Ispirato alla storia vera di Fanny Ben-Ami, arriva al cinema solo oggi e domani come film-evento per la Giornata della Memoria, Il Viaggio di Fanny, la pellicola diretta da Lola Doillon vincitrice del Giffoni Film Festival 2016.
Il Viaggio di Fanny è la storia vera della tredicenne Fanny Ben-Ami (Léonie Souchaud) e delle sue sorelle, lasciate dai genitori in una delle colonie francesi destinate a proteggere i minori dai dai rischi della guerra. Lì conoscono altri coetanei e con loro, quando i rastrellamenti nazisti si intensificano e inaspriscono, sono costrette alla fuga. Questi bambini dovranno fare appello a tutta la loro forza interiore e al loro coraggio per affrontare pericoli e peripezie nel tentativo di raggiungere il confine svizzero e salvarsi.
Dovranno fare i conti con la fame, con il freddo, con l’odio dei nemici, ma incontreranno talvolta persone disposte a proteggerli anche a rischio della propria vita.
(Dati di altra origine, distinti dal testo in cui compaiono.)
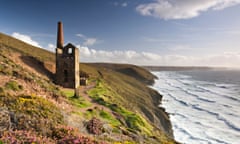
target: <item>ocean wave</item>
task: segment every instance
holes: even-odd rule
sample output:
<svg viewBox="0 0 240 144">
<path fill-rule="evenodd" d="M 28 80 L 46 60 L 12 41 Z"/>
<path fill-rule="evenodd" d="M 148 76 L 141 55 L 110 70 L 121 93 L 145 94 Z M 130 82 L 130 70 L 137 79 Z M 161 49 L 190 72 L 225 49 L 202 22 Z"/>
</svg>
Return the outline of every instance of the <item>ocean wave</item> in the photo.
<svg viewBox="0 0 240 144">
<path fill-rule="evenodd" d="M 195 106 L 193 105 L 192 106 L 194 109 L 196 110 L 199 110 L 199 111 L 204 111 L 210 115 L 214 115 L 217 120 L 220 120 L 220 121 L 223 121 L 229 128 L 231 129 L 234 129 L 236 131 L 239 131 L 240 132 L 240 127 L 237 127 L 236 125 L 234 125 L 233 123 L 231 123 L 230 121 L 226 120 L 223 116 L 221 116 L 219 113 L 216 113 L 216 112 L 212 112 L 212 111 L 209 111 L 209 110 L 206 110 L 206 109 L 203 109 L 203 108 L 200 108 L 198 106 Z"/>
<path fill-rule="evenodd" d="M 239 144 L 240 91 L 236 85 L 197 81 L 177 72 L 154 73 L 161 106 L 170 113 L 177 141 Z"/>
<path fill-rule="evenodd" d="M 184 134 L 181 136 L 181 139 L 183 140 L 185 139 L 186 141 L 188 141 L 188 143 L 195 143 L 195 142 L 208 143 L 207 139 L 194 137 L 190 131 L 184 128 L 178 127 L 177 125 L 175 125 L 175 129 Z"/>
</svg>

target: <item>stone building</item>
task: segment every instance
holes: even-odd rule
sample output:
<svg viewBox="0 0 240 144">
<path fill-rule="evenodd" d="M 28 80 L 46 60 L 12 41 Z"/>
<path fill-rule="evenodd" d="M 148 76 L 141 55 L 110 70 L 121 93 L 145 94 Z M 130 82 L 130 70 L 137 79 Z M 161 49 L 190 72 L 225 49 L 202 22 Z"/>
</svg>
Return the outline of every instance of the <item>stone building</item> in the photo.
<svg viewBox="0 0 240 144">
<path fill-rule="evenodd" d="M 56 75 L 58 85 L 78 88 L 80 85 L 79 50 L 71 43 L 64 46 L 63 24 L 58 22 L 56 48 Z"/>
</svg>

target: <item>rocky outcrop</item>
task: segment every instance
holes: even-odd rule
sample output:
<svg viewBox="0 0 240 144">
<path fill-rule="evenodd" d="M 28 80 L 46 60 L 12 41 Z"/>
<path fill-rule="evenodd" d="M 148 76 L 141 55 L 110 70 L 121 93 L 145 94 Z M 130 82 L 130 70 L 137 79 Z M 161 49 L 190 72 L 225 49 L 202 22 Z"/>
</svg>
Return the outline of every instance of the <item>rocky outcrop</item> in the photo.
<svg viewBox="0 0 240 144">
<path fill-rule="evenodd" d="M 12 127 L 11 113 L 7 108 L 0 108 L 0 134 L 4 131 L 10 130 Z"/>
</svg>

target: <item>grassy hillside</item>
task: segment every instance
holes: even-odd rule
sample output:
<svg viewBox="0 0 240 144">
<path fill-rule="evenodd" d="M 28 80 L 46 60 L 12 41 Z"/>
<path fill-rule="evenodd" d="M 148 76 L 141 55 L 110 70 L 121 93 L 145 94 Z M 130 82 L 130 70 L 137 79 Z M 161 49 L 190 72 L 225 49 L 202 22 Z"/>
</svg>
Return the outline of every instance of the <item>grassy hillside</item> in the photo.
<svg viewBox="0 0 240 144">
<path fill-rule="evenodd" d="M 0 34 L 0 63 L 0 143 L 176 143 L 143 68 L 81 63 L 90 82 L 74 97 L 53 83 L 54 53 Z"/>
</svg>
Anche nelle difficoltà più ardue e nella paura riusciranno però a conservare il loro essere bambini, imparando ad essere indipendenti e scoprendo il valore della solidarietà e dell’amicizia.
“Volevo raccontare la storia di chi è costretto a crescere velocemente – spiega Lola Doillon – e il cuore del film è costituito proprio dal passaggio dall’infanzia all’adolescenza e dalle esperienze emotive di questi giovani eroi: l’angoscia derivante dalla separazione, la paura dell’ignoto, dell’oblio – al quale Fanny si oppone usando una macchina fotografica –, della morte, ma anche dalla loro energia positiva, dal loro coraggio e dalla loro perseveranza”.
Anche se il film si svolge nella Francia occupata, la regista ha lasciato fuori campo le immagini del conflitto o quelle dell’arresto dei genitori. Quello che le importava era infatti adottare il punto di vista dei bambini: “quello che mi interessava – continua – era vivere quegli avvenimenti attraverso gli occhi di un gruppo di bambini. Di mostrare come quei bambini, che non si trovavano sotto i bombardamenti, ma che avevano comunque subito la violenza dell’abbandono e la paura di restare orfani, avessero vissuto la guerra, e di riprodurre tutto questo dal loro punto di vista”.
Il progetto è servito a Lola Doillon anche per raccontare un periodo difficile della nostra storia ai ragazzi più giovani: “molti di loro – aggiunge – ancora non conoscono o, secondo la loro età, sanno poco di questo periodo della Storia, e intanto gli ultimi testimoni stanno invecchiando e spariscono un po’ alla volta”. Il film diventa dunque uno straordinario veicolo di trasmissione della memoria della Shoah – anche se sempre a misura di bambino.
È questo l’elemento che ha convinto Fanny Ben-Ami a cedere i diritti del suo libro proprio a Lola Doillon: “desidero che il mio messaggio venga compreso, affinché alcune cose non si ripetano – sottolinea – viviamo in un’epoca molto fragile, da ogni parte si levano voci che ricordano moltissimo quelle che si sentivano allora. Questo è molto pericoloso, anche per coloro che non sono ebrei. Perché dopo gli ebrei, andranno in cerca di altri bersagli. Ci riguarda tutti”.
Per questo la regista e gli attori hanno avvertito un grande senso di responsabilità nel portare sullo schermo la storia di Fanny Ben-Ami: “mi sono chiesta se fossi legittimata a raccontare una storia come questa e a parlare di bambini ebrei non essendo io ebrea – sottolinea e conclude Lola Doillon – ma poi mi sono decisa, dicendomi che si tratta di una storia che riguarda la Francia, l’Europa, e che in quanto tale avevo il diritto – perfino il dovere – di raccontarla”.